Human-like chatbots -- machines that can act as humans to chat about any topic -- need to listen, understand, reason, respond, and interactively learn to optimize the whole process. Since requiring to conduct these complex tasks, the advancement of human-like chatbots often marks the evolution of artificial intelligence. Recent developments in machine learning for artificial intelligence, such as recurrent neural networks, transformers, and large language models (LLMs), have been progressively taken as the backbone models for chatbots. Among them, the latest LLMs have shown impressive abilities to interact with users in chatting-like scenarios with proper utterances. However, LLMs have yet to reflect human-like attributes, their reasoning processes are intransparent, the inner work of optimization remains a black box, and they require significant scaling of model and data sizes. These issues prevent further development of more efficient, effective, and explainable human-like chatbots. In this dissertation, I address these issues from three aspects:(1) Unveiling reasoning process from post-hoc and prevention views, (2) optimization methods to improve human-like attributes, and (3) optimization techniques with reasoning interpretation.

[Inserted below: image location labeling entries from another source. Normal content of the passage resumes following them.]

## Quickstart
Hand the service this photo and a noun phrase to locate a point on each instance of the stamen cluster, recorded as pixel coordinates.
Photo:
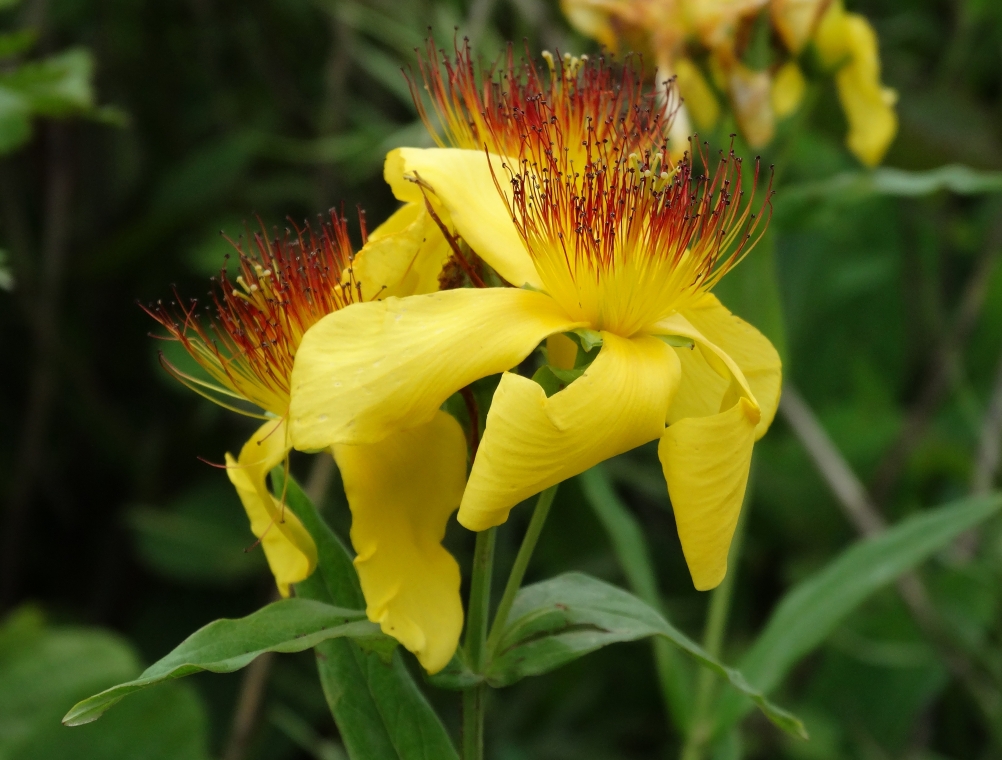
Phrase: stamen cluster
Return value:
(248, 339)
(626, 242)
(581, 104)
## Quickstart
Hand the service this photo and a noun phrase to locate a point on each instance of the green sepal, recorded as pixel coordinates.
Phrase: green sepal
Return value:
(586, 339)
(677, 341)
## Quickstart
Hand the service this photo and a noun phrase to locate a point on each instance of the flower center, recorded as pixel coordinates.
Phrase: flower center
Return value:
(283, 288)
(626, 243)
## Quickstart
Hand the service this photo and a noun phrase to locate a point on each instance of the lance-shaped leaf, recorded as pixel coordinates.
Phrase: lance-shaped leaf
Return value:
(380, 711)
(560, 620)
(814, 609)
(292, 625)
(630, 547)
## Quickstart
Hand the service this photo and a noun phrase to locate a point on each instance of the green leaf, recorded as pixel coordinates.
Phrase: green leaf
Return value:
(15, 119)
(887, 180)
(565, 618)
(752, 291)
(56, 86)
(812, 611)
(43, 670)
(456, 676)
(17, 42)
(380, 711)
(631, 550)
(292, 625)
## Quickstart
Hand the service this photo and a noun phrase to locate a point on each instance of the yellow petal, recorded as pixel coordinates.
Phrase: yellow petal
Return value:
(705, 462)
(789, 87)
(749, 92)
(591, 19)
(849, 41)
(532, 442)
(403, 257)
(375, 368)
(699, 98)
(290, 549)
(401, 492)
(702, 390)
(715, 359)
(463, 184)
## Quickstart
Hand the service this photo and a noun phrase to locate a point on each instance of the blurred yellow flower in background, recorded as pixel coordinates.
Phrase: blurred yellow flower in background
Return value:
(402, 489)
(762, 84)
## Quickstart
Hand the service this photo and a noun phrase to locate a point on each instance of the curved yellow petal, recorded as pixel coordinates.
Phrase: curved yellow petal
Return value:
(463, 183)
(372, 369)
(705, 462)
(532, 442)
(702, 390)
(290, 549)
(795, 20)
(715, 358)
(849, 41)
(403, 257)
(401, 492)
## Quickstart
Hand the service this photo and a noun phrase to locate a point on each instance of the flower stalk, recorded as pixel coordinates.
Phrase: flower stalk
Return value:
(712, 643)
(474, 698)
(539, 514)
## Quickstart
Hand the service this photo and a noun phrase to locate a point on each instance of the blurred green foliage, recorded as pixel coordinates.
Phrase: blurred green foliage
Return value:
(884, 290)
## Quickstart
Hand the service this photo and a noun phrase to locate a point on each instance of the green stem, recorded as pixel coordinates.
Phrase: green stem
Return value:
(476, 639)
(712, 643)
(543, 504)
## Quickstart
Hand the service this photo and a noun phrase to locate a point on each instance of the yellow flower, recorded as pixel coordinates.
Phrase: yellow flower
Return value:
(610, 239)
(402, 489)
(676, 31)
(848, 41)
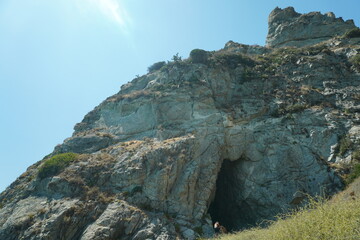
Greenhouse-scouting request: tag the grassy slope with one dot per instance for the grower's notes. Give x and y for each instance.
(338, 218)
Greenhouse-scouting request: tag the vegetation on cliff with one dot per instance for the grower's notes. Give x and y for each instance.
(338, 218)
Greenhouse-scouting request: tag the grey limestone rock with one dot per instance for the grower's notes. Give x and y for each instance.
(238, 139)
(289, 28)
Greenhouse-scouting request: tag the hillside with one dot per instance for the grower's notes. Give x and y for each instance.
(337, 218)
(237, 135)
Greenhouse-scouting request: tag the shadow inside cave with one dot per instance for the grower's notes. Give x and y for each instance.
(228, 207)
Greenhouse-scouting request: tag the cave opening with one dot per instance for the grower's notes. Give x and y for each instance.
(228, 207)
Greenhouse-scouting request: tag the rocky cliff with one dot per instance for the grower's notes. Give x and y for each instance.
(236, 135)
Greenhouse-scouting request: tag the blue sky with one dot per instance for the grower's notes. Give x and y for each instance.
(61, 58)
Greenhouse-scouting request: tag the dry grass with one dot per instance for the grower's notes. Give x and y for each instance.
(321, 220)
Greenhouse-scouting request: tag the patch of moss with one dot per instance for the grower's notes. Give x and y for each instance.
(354, 174)
(344, 145)
(56, 164)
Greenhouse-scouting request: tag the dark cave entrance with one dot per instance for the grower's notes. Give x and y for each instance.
(228, 207)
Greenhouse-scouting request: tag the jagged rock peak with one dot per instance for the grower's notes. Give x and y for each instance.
(290, 28)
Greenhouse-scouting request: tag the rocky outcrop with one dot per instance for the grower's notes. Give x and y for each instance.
(238, 139)
(289, 28)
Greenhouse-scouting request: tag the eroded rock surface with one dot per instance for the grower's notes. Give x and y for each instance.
(289, 28)
(243, 136)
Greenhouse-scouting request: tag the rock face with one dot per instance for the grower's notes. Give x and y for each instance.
(237, 139)
(289, 28)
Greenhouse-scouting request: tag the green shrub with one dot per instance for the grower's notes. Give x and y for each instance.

This dissertation contributes to algorithms, frameworks, and paradigms that reveal the underlying reasoning process of human-like chatbots and optimize chatbots toward human-like attributes. First, I develop a method to explain any black-box language model behaviors. This approach unveils the relationship of input and output segments from the statistical view of the model. Besides the theoretical desired properties, this approach also shows generalizability and human readability through empirical evaluation and human study. Second, I present a framework to actively disclose the reasoning process before text generation. This framework can be inserted into any model type and provides the reasoning path as a sequence of traversed knowledge graph triples. Through experiments, the framework shows its scalability to large-scale knowledge graphs and its efficacy in keeping or improving performance while providing interpretation. Third, I propose a loss function to promote response quality, agility, and steerability. I derive this loss function from modeling conversation generation in the view of causality. The proposed loss function shows its generalizability, efficacy, and efficiency across various models and data types via empirical results and advanced gradient analyses. Thereafter, I explore advanced reinforcement and representation learning algorithms, which are two critical directions in machine learning and have shown benefits in chatbot training. I introduced our efforts to allow reinforcement learning to efficiently use existing knowledge, thus promoting learning speed and results. Finally, I introduce the new concept of modeling data examples as atoms, using physical principles to discretize data examples within a continuous space. These developed approaches are optimization methods that also equip a model with an interpretable reasoning process. Experiments show their generalizability in broad domains, from vision synthesis to robotics control, and point out an expectation of their future in helping chatbot learning. Together, this dissertation provides top-down design ideas and bottom-up fundamental theory for human-like chatbots and exhibits future possibilities to unlock a chatbot's ability in advance.